Hablando de sus libros —y del arrojo, de la extraña traza de su escritura—, W. G. Sebald señala, en “El misterio de la piel caoba”, el hecho de que cada uno de los libros de Chatwin transcurre en partes distintas del mundo: Argentina y Chile (En la Patagonia), Benin y Brasil (El virrey de Ouidah), Gales (Colina negra), Australia (Los trazos de la canción) y Checoslovaquia (Utz). Y muchas de estas cartas, enviadas entre 1948 y 1989, lo muestran escribiendo esos libros en otras distintas partes del mundo, siempre un poco molesto con todas, especialmente con su Inglaterra natal. Esa fobia al país de origen está presente desde sus inicios como escritor (en carta de 1972 a Cary Welch, coleccionista que fue además su pariente y mentor dice: “Inglaterra me está volviendo a agobiar; los momentos de euforia se vuelven cada vez más infrecuentes, a la vez que me voy poniendo cada vez más pálido y cada vez más gordo [?], mientras todos a mi alrededor sólo piensan qué es lo que les van a vender a los demás”) hasta los años ochenta, cuando ya se escribe con Susan Sontag entre furioso y atónito frente a la cuestión Malvinas o con interlocutores capaces de entender qué es lo que no soporta en V. S. Naipaul.
Pero al contrario de Naipaul y de Sebald, por atenernos a los mencionados acá, Chatwin no hizo de esa fobia ni tema de su narrativa ni disparador de una vida de exiliado.

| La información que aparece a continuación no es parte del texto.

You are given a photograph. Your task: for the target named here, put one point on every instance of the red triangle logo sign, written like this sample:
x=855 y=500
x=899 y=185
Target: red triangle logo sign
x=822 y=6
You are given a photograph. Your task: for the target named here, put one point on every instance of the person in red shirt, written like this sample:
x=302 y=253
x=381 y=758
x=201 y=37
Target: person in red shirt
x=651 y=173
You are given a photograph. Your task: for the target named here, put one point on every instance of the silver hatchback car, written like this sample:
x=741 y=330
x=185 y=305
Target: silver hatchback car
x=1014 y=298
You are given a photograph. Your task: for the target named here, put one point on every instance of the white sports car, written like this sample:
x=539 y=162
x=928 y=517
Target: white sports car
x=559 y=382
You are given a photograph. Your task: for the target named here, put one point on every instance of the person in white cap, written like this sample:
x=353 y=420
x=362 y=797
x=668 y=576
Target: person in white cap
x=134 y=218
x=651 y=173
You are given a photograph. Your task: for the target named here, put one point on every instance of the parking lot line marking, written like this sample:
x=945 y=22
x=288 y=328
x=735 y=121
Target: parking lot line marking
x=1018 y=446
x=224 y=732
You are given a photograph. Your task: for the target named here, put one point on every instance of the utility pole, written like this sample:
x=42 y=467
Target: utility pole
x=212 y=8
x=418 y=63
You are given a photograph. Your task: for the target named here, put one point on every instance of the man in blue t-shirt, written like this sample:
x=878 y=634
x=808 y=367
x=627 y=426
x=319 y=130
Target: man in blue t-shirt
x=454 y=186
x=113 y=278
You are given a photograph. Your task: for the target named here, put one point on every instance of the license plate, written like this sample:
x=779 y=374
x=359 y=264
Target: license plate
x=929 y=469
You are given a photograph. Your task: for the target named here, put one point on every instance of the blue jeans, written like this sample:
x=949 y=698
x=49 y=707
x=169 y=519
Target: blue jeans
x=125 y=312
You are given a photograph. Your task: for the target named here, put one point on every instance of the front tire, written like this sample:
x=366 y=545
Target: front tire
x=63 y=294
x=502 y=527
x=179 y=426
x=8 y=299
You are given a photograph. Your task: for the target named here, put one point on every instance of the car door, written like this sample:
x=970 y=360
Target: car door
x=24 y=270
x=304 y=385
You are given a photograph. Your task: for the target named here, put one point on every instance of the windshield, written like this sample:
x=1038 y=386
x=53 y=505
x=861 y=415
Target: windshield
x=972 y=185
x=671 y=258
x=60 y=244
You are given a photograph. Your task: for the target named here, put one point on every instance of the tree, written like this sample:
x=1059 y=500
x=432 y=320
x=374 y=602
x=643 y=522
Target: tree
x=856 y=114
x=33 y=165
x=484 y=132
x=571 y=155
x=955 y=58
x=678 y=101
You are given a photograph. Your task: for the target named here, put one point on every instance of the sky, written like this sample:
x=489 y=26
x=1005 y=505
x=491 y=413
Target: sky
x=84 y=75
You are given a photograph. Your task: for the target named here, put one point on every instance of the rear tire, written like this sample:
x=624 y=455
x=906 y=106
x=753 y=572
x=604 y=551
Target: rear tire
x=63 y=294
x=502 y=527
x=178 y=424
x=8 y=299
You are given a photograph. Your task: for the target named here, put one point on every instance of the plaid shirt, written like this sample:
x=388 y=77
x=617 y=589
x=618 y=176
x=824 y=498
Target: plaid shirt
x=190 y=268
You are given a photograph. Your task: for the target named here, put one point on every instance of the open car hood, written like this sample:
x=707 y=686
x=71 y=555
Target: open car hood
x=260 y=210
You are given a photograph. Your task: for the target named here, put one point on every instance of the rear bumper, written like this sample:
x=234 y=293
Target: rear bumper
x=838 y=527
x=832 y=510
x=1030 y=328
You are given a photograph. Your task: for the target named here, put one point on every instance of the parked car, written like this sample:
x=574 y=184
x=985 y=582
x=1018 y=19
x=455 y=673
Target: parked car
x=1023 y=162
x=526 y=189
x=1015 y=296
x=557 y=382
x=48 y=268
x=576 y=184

Más bien se construyó, como esos nómadas a los que dedicó un libro literalmente interminable, como un trashumante crónico, un incómodo, un desertor, un fugitivo perenne. Y no por eso se prefiguró como escritor inserto en la maquinaria de la globalización ni como el profesional de las conferencias internacionales, porque si hay algo que Chatwin también rechazaba era la figura del escritor “serio”, el iluminador ilustrado. En una carta de 1983 a Murray Bail, escritor australiano, cuenta que participó en Londres en una entrevista televisiva junto con Vargas Llosa, y que estaba muy entusiasmado porque ambos habían escrito sobre un pueblito brasileño llamado Uaua, y que de eso hablaban lo más bien hasta que a su interlocutor “lo enfocó una cámara y pasó de persona alegre y amena a ESCRITOR COMO FIGURA PÚBLICA!”, dicho así, en mayúsculas, porque salvo poquísimas excepciones, en las cartas Chatwin suele tener una vehemencia y una exuberancia que está en las antípodas de su prosa tersa, implacablemente precisa.
Ese lenguaje tensado al máximo es, además de estas cartas, sin duda uno de los legados chatwinianos, un rasgo presente en todos y cada uno de los cinco libros mencionados antes y también en sus artículos —recopilados en ¿Qué hago yo aquí? y Anatomía de la inquietud, una elocuencia de lo mínimo que lo lleva a construir una literatura al borde del cuaderno de notas, a trastocar la cronología habitual que suponen las anotaciones como punto de partida de la obra seria y no como el punto de llegada del despojo tan ansiado.
*Fotografía: Bruce Chatwin, Bajo el sol, traducción de Ismael Atrache y Carlos Mayor, Sexto Piso, México, 556 pp.